Intellettuale poliedrico, Giovanni Dino. Cui non sfugge la realtà ricca ma, certamente, da arricchire di presenze e di riflessioni per trarre il “Bello e il Buono” e portarlo su soglie cui attingere per l’esistenza e la vita, con il versante del “partire da sé”, ossia muoversi dal proprio sentire, dalla consapevolezza dell’agire individuale, del raccogliere il dolore per farne viatico ma nel ricordo, accettandolo, non eludendolo e tenendo nel profondo l’amore che lo fa, sì, essere nelle fibre ancora più forte (Nessuno va via) ma che viene preso a sostegno nella conoscenza e nel percorrere i giorni dell’assenza-presenza.
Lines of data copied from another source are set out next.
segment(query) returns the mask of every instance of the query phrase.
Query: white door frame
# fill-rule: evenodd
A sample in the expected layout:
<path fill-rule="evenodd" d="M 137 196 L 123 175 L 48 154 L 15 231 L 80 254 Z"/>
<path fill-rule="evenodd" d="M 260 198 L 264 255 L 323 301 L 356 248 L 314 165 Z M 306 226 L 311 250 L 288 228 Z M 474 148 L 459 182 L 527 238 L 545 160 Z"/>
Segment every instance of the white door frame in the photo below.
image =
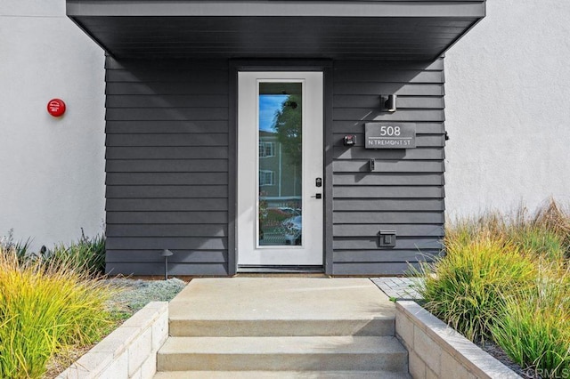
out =
<path fill-rule="evenodd" d="M 262 82 L 303 83 L 303 244 L 257 246 L 258 99 Z M 323 73 L 321 71 L 260 71 L 238 73 L 238 209 L 236 246 L 240 267 L 322 266 Z M 321 198 L 314 197 L 322 194 Z"/>

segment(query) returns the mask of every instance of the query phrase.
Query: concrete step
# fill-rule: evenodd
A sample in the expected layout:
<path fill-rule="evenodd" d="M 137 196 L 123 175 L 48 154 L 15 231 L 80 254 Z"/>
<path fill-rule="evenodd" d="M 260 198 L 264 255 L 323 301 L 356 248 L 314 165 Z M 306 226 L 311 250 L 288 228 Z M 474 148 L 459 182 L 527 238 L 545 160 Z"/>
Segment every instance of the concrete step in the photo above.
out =
<path fill-rule="evenodd" d="M 158 371 L 379 371 L 407 373 L 408 354 L 388 336 L 171 337 Z"/>
<path fill-rule="evenodd" d="M 409 374 L 389 371 L 171 371 L 154 379 L 410 379 Z"/>
<path fill-rule="evenodd" d="M 170 319 L 170 335 L 212 336 L 389 336 L 395 334 L 394 317 L 373 319 Z"/>

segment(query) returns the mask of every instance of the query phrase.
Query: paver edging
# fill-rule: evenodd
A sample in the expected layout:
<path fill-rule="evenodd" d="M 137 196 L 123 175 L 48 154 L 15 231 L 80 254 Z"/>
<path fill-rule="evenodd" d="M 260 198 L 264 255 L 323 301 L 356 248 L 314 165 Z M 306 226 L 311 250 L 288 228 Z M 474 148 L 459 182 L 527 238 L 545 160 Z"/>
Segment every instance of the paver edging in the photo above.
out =
<path fill-rule="evenodd" d="M 415 358 L 410 362 L 410 374 L 414 378 L 433 374 L 454 378 L 520 377 L 416 302 L 396 302 L 395 322 L 396 336 Z M 418 351 L 417 345 L 432 349 Z"/>
<path fill-rule="evenodd" d="M 168 302 L 149 302 L 57 379 L 152 378 L 157 351 L 167 336 Z"/>

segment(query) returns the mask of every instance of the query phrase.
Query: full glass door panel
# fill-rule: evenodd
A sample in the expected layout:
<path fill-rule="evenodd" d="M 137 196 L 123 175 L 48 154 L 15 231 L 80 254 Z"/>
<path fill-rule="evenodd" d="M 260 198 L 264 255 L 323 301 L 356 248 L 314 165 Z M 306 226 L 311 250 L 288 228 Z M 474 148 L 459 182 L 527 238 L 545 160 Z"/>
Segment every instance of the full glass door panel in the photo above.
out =
<path fill-rule="evenodd" d="M 238 73 L 238 270 L 322 266 L 322 73 Z"/>
<path fill-rule="evenodd" d="M 303 245 L 303 84 L 258 83 L 257 244 Z"/>

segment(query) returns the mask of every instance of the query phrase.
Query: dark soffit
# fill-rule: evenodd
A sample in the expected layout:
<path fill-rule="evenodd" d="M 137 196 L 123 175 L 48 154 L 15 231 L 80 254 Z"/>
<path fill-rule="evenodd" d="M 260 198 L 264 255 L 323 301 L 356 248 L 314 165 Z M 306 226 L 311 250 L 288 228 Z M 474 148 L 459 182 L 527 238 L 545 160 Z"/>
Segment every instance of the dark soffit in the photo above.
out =
<path fill-rule="evenodd" d="M 484 16 L 480 1 L 68 0 L 117 58 L 430 60 Z"/>

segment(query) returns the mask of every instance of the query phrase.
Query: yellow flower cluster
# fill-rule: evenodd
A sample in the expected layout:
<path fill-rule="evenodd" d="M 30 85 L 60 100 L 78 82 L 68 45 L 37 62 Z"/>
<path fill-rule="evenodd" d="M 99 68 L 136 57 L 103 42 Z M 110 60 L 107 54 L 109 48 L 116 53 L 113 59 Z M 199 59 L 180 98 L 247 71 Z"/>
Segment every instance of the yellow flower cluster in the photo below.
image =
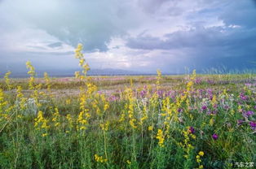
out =
<path fill-rule="evenodd" d="M 160 87 L 160 81 L 161 79 L 161 72 L 159 69 L 157 70 L 157 89 L 159 89 Z"/>
<path fill-rule="evenodd" d="M 201 157 L 203 157 L 205 154 L 205 153 L 203 151 L 200 151 L 198 153 L 198 155 L 196 155 L 196 162 L 198 163 L 199 167 L 198 167 L 198 169 L 202 169 L 204 168 L 204 166 L 203 165 L 201 165 Z"/>
<path fill-rule="evenodd" d="M 75 72 L 75 76 L 79 77 L 81 80 L 86 78 L 87 75 L 87 72 L 90 70 L 90 67 L 88 63 L 86 63 L 86 59 L 84 58 L 84 55 L 82 53 L 82 45 L 78 44 L 77 49 L 75 50 L 75 58 L 79 58 L 79 66 L 81 66 L 83 69 L 82 73 L 84 76 L 81 76 L 79 72 Z"/>
<path fill-rule="evenodd" d="M 26 63 L 27 68 L 29 69 L 28 72 L 28 74 L 30 76 L 29 81 L 29 89 L 34 89 L 34 81 L 35 81 L 35 68 L 32 66 L 31 62 L 28 61 Z"/>
<path fill-rule="evenodd" d="M 99 126 L 103 131 L 107 132 L 108 130 L 109 122 L 107 121 L 105 124 L 100 124 Z"/>
<path fill-rule="evenodd" d="M 7 102 L 4 99 L 4 93 L 2 89 L 0 89 L 0 121 L 2 121 L 2 117 L 7 119 L 8 117 L 7 114 L 5 113 L 5 108 L 7 105 Z"/>
<path fill-rule="evenodd" d="M 46 132 L 46 130 L 50 128 L 48 124 L 48 120 L 43 117 L 42 111 L 39 110 L 38 113 L 38 117 L 34 119 L 35 124 L 34 127 L 37 130 L 42 130 L 42 132 Z M 46 133 L 44 132 L 42 136 L 46 136 Z"/>
<path fill-rule="evenodd" d="M 12 86 L 11 86 L 11 83 L 10 83 L 10 79 L 9 79 L 9 76 L 10 76 L 11 74 L 11 72 L 8 71 L 8 72 L 5 74 L 5 76 L 4 76 L 4 79 L 5 79 L 6 84 L 7 84 L 7 88 L 8 88 L 9 90 L 11 90 L 11 88 L 12 88 Z"/>
<path fill-rule="evenodd" d="M 165 136 L 161 129 L 158 129 L 156 138 L 158 139 L 159 146 L 164 147 Z"/>
<path fill-rule="evenodd" d="M 189 128 L 189 127 L 188 127 L 187 131 L 186 130 L 183 131 L 183 135 L 184 136 L 185 139 L 183 141 L 183 144 L 182 144 L 182 143 L 180 144 L 180 145 L 184 149 L 185 152 L 187 153 L 187 154 L 184 155 L 184 157 L 186 158 L 188 158 L 188 154 L 190 154 L 190 151 L 194 149 L 194 146 L 189 143 L 189 141 L 190 141 L 189 136 L 191 136 L 194 140 L 196 138 L 195 135 L 191 133 L 191 132 L 188 128 Z"/>
<path fill-rule="evenodd" d="M 70 132 L 70 131 L 72 131 L 72 128 L 73 128 L 73 119 L 71 117 L 71 115 L 68 114 L 66 115 L 66 119 L 68 120 L 68 129 L 66 130 L 66 132 Z"/>
<path fill-rule="evenodd" d="M 52 121 L 54 122 L 54 125 L 55 127 L 58 127 L 60 124 L 60 113 L 59 113 L 59 110 L 58 108 L 55 108 L 55 113 L 53 114 L 53 118 L 52 118 Z"/>
<path fill-rule="evenodd" d="M 25 104 L 27 102 L 27 99 L 25 98 L 24 98 L 24 94 L 22 93 L 22 88 L 21 86 L 18 86 L 17 87 L 17 95 L 16 95 L 16 100 L 19 102 L 19 105 L 21 108 L 21 110 L 24 110 L 25 109 Z"/>
<path fill-rule="evenodd" d="M 46 72 L 44 72 L 43 76 L 46 81 L 46 85 L 47 87 L 47 92 L 51 93 L 51 81 L 50 81 L 49 76 Z"/>
<path fill-rule="evenodd" d="M 129 103 L 126 105 L 126 107 L 128 109 L 128 117 L 129 117 L 129 123 L 131 128 L 137 128 L 137 126 L 135 125 L 135 123 L 137 122 L 135 117 L 135 98 L 133 98 L 133 91 L 131 89 L 126 89 L 126 97 L 129 101 Z"/>
<path fill-rule="evenodd" d="M 89 123 L 89 119 L 90 117 L 90 115 L 89 114 L 89 110 L 86 108 L 86 96 L 85 93 L 82 93 L 80 98 L 80 113 L 77 118 L 77 124 L 78 125 L 77 129 L 78 130 L 85 130 L 86 129 L 86 126 Z"/>
<path fill-rule="evenodd" d="M 96 162 L 106 162 L 108 161 L 107 158 L 104 158 L 102 156 L 99 156 L 98 154 L 95 154 L 95 159 Z"/>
Un agire anche pubblico, in cui altra e tanta parte del sociale e della vita possono essere fondate sulla cultura, sulla fattività culturale.

In questo senso le interviste a Elio Giunta e a Lucio Zinna, sia nelle domande sia nelle risposte, danno un quadro di possibilità nel già esperito dai due scrittori, tra loro diversi e, dunque, orientanti ciascuno un terreno di intenti, di operatività, di tentativi, ricerche, prove, di probabili esiti, e suggerendo indirettamente la proiezione per la vita culturale della propria città (Palermo) e Regione e Italia: ché nessuno dei tre luoghi si dà in solitario andare, per ovvii motivi di tradizione e di storia, di realtà odierna e di pregresse negligenze o realizzazioni.

Così, pur partendo Elio Giunta, Lucio Zinna, Giovanni Dino da esperienze degli immediati loro dintorni, prospettano raggio e filo ragionante ben oltre.

Lasciano il segno le loro riflessioni e non vanno perse: nella vita trascorsa e nel dibattito attuale. Contribuiscono a chiarire un tempo, il nostro, in cui più che il pensare parrebbe emergere il transitorio. E, invece, del pensare, per ripensarci e ripensare la proposta culturale e storica, se ne ha davvero necessità, desiderio e bisogno.